The case investigator begins with the most obvious risks: Who are your contacts within the home? From there, she works outward in concentric circles: work, school, social gatherings. Another trick: Carter asks the patient to look through their cell phone calendar and contacts, using the dates and names to jog their memory.

“I’m quite amazed what they can remember,” she said. “People are willing to help and may even bring on other family members to help them.”

Carter enters all of this information into a database, stripping any identifying data about the person who provided the contacts. That’s where a contact tracer like Stover comes in.

Like Carter, tracers are there to explain the disease to these contacts, the need for isolation and ask for other close contacts who they may have exposed. If the contact is already experiencing symptoms, he will escalate the call up to a nurse. Likewise, the hospital system has translators if the person speaks another language.

There’s no requirement that contacts or patients cooperate with tracers or that they self-isolate but Stover said most of them do.
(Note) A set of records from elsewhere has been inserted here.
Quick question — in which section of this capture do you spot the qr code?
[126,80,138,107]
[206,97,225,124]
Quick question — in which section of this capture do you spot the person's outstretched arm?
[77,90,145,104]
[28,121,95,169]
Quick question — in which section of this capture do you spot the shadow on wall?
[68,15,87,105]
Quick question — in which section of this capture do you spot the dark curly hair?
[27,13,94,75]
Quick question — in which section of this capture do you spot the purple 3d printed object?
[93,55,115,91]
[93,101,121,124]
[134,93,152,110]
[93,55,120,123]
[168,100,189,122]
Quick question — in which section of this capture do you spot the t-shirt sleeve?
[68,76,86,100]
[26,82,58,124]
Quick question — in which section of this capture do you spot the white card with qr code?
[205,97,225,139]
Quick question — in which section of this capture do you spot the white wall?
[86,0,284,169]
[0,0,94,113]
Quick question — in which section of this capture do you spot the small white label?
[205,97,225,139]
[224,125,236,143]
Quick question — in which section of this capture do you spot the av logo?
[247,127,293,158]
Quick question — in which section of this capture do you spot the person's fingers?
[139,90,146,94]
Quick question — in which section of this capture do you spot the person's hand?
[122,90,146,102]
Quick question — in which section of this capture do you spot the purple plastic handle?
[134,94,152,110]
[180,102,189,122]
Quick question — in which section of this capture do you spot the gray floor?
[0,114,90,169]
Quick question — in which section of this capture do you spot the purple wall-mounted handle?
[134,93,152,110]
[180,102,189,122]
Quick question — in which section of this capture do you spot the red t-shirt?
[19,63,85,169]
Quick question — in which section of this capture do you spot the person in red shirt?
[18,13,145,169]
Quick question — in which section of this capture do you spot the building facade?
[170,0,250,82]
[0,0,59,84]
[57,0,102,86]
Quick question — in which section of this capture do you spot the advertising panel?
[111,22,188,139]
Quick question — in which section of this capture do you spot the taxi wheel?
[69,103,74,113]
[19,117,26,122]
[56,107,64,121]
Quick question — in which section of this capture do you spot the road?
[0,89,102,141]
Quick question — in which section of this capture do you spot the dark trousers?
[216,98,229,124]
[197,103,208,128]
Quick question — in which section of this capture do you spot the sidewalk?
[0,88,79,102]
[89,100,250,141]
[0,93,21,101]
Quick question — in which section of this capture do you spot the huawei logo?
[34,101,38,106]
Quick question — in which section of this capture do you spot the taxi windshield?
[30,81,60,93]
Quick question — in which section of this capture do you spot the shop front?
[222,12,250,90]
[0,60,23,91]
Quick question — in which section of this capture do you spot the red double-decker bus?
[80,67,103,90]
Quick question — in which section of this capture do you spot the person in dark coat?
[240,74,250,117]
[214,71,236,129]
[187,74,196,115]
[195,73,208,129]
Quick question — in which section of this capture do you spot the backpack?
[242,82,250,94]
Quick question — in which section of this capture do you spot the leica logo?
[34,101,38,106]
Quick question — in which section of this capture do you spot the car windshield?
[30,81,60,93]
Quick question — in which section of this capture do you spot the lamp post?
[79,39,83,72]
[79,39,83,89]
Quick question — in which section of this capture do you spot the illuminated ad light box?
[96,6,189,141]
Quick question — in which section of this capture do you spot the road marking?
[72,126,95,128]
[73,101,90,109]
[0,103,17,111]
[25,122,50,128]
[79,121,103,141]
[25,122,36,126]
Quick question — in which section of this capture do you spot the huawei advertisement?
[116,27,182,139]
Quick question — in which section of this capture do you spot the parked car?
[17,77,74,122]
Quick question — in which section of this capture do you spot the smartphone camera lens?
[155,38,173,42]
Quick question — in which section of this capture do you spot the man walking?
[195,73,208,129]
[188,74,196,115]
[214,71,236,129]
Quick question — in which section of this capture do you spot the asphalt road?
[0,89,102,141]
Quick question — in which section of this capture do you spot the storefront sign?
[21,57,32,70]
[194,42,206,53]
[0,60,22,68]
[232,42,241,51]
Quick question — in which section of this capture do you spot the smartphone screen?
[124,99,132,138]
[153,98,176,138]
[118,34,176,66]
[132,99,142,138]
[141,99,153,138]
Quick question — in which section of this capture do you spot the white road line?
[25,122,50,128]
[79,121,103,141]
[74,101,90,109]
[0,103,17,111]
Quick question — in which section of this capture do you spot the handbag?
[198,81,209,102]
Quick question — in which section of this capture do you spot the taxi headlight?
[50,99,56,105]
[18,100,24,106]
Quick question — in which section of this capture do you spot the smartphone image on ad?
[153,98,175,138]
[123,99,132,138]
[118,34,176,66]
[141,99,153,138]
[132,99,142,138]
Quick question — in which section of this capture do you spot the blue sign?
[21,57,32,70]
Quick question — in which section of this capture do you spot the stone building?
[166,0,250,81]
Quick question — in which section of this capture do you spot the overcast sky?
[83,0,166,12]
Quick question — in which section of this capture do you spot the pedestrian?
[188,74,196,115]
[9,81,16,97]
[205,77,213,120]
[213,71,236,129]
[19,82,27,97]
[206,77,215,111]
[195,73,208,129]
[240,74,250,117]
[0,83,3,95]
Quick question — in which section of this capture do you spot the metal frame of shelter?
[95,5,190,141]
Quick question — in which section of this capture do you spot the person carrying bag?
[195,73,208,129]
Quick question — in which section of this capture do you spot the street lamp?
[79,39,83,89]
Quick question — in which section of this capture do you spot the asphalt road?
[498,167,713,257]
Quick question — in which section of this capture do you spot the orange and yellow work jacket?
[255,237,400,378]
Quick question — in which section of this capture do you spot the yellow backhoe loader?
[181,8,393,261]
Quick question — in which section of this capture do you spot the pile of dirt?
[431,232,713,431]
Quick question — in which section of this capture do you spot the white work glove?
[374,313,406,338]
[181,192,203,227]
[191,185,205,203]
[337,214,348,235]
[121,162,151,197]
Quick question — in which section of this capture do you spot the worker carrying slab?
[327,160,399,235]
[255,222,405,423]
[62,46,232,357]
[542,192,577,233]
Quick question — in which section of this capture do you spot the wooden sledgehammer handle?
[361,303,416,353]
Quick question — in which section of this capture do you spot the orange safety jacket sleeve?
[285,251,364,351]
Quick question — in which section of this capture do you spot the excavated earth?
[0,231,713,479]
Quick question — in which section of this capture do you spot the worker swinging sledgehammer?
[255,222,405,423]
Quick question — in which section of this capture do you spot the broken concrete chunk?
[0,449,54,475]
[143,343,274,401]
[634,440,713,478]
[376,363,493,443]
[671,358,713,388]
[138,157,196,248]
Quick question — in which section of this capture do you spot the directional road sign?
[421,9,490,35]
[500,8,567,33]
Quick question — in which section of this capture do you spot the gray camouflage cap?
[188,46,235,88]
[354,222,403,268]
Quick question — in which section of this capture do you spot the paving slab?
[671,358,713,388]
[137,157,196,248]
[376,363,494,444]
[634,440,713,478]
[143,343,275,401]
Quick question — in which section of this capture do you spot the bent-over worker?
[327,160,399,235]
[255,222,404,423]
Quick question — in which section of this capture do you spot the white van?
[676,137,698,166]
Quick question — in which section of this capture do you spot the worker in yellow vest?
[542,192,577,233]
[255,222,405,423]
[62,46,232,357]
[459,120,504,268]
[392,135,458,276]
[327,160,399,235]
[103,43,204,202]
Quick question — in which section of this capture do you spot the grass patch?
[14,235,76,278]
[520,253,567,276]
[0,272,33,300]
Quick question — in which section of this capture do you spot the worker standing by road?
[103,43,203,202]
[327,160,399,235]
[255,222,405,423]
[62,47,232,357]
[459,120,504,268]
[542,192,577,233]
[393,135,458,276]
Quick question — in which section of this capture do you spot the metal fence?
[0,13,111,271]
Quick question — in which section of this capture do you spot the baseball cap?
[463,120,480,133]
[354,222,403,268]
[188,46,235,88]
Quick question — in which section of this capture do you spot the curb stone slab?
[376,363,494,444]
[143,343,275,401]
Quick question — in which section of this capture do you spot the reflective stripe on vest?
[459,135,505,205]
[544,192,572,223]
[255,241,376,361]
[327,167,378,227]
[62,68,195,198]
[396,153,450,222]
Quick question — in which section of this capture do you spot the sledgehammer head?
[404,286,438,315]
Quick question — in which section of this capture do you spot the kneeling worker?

“I always tell people this is about keeping you and everyone else safe,” he said. “It’s not like we put bracelets on them and track them.”

And the personal touch goes a long way.

Stover worked in the Peace Corps, traveled widely and speaks several languages. He’s organized AIDS awareness events and even found himself on the receiving end of contact tracing after one of his travels. He doesn’t share all of this with the people he speaks to but, whenever possible, he tries to connect with the person on the other end of the line.

“This is who I am,” he said. “I didn’t want to sit at home wringing my hands saying, ‘Oh the pandemic, oh the pandemic.’ I wanted to be involved.”

©2020 The Patriot-News, Distributed by Tribune Content Agency, LLC.